According to the Times, Biden greatly overestimated the willingness of America’s corporate oligarchy to recognize, in their gut or anywhere else, the need for some modest rebalancing:

Many corporate executives have had deep concerns about the Biden administration’s economic policies. Mr. Biden embraced significant tax increases on the rich and appointed ambitious regulators like Lina Khan, the Federal Trade Commission chair, who has made investors feel that deal-making on Wall Street has become increasingly unpredictable by taking a more aggressive approach to challenging mergers. But the extent of the outreach from Ms. Harris’s team has left many on Wall Street viewing her as a more moderate economic leader than Mr. Biden.

As well as making “remarks that indicate a less zealous approach to antitrust enforcement,” which went down very well on Wall Street and in Silicon Valley, Harris explicitly rejected Biden’s plan to raise the capital gains tax to 39.6 percent. Billionaire Mark Cuban boasted that he had inundated the Harris campaign with “a never-ending stream of texts and calls and emails,” urging them to support various economic policies that would benefit his class: “The list is endless, and in all those areas I’ve seen something pop into her speech at some level.”

According to Cuban, the (very limited) shift to the left in the Democratic Party under the impact of the two Bernie Sanders campaigns would soon be a fading memory with Harris in charge:

She says she’s open to inputs from independents and Republicans, she means it. She truly is open minded. I’ve put some wild things in her direction that they don’t laugh at. People are trying to say, “Here are the progressive and liberal principles that have always been the principles of the Democratic Party.” Those are gone. It’s Kamala Harris’s party now.

At the time when he made this boast, Cuban presumably expected to have his feet well under the table of the next administration. When the results started coming in, Cuban swiftly congratulated Trump on his victory — “you won fair and square” — and offered congratulations to Elon Musk too.

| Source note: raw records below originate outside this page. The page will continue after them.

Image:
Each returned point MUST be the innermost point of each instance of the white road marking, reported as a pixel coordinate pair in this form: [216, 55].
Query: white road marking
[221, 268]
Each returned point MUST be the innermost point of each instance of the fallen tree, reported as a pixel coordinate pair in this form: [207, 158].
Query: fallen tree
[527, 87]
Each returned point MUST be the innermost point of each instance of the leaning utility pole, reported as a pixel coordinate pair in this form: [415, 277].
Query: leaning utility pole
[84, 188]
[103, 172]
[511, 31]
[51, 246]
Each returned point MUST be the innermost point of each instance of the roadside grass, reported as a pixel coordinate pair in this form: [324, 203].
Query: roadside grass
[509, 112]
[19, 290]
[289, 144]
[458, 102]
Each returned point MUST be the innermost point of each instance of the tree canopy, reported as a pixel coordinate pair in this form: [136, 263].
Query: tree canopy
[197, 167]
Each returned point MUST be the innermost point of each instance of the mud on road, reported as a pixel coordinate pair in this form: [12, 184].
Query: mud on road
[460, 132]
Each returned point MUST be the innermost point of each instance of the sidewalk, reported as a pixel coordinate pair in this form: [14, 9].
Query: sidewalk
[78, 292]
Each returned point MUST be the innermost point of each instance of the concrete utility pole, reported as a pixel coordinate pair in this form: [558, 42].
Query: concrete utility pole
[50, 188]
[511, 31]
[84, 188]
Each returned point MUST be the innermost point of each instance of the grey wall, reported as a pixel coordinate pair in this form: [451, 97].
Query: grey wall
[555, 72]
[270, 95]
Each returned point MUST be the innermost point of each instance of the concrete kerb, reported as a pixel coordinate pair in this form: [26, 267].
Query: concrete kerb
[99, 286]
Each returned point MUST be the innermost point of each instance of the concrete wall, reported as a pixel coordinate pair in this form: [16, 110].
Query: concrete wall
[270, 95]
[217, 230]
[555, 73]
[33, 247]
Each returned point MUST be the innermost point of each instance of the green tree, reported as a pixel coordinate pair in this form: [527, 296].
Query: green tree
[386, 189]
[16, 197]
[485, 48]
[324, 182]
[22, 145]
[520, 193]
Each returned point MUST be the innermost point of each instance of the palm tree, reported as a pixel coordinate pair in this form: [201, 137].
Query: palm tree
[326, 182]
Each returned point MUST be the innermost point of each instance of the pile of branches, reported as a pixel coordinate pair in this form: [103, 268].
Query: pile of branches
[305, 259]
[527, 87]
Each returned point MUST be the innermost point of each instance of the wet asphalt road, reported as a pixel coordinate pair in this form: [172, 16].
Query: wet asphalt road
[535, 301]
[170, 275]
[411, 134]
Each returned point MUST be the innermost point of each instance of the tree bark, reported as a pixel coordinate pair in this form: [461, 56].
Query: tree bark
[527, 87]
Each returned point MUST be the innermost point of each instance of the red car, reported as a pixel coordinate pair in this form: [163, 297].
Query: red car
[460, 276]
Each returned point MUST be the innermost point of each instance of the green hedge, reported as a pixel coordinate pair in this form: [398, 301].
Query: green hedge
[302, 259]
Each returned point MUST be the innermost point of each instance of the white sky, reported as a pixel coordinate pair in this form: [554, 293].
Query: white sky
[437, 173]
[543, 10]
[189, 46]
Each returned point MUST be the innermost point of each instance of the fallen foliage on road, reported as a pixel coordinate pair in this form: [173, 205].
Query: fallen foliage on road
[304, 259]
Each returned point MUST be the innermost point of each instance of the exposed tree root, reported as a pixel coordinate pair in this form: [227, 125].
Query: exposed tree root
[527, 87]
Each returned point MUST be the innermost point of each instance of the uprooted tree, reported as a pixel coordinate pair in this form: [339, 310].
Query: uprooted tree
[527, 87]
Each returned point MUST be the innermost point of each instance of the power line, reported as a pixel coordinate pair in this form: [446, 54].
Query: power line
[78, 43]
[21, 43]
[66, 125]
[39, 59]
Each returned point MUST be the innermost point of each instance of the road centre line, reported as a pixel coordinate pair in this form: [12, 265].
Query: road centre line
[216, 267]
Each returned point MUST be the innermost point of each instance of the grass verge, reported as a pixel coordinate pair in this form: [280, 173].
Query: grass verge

He could afford to be magnanimous. No matter what happens over the next four years, Cuban and the other members of the billionaire class will be fine, regardless of what candidate they supported this time around. They were fine under Biden, they would have been fine under Harris, and they will certainly not suffer any real damage under Trump’s presidency, even if they find him personally distasteful.

The role they played in steering the Harris campaign onto the rocks, however, is one that everyone without the protective insulation of wealth should remember during the second Trump term.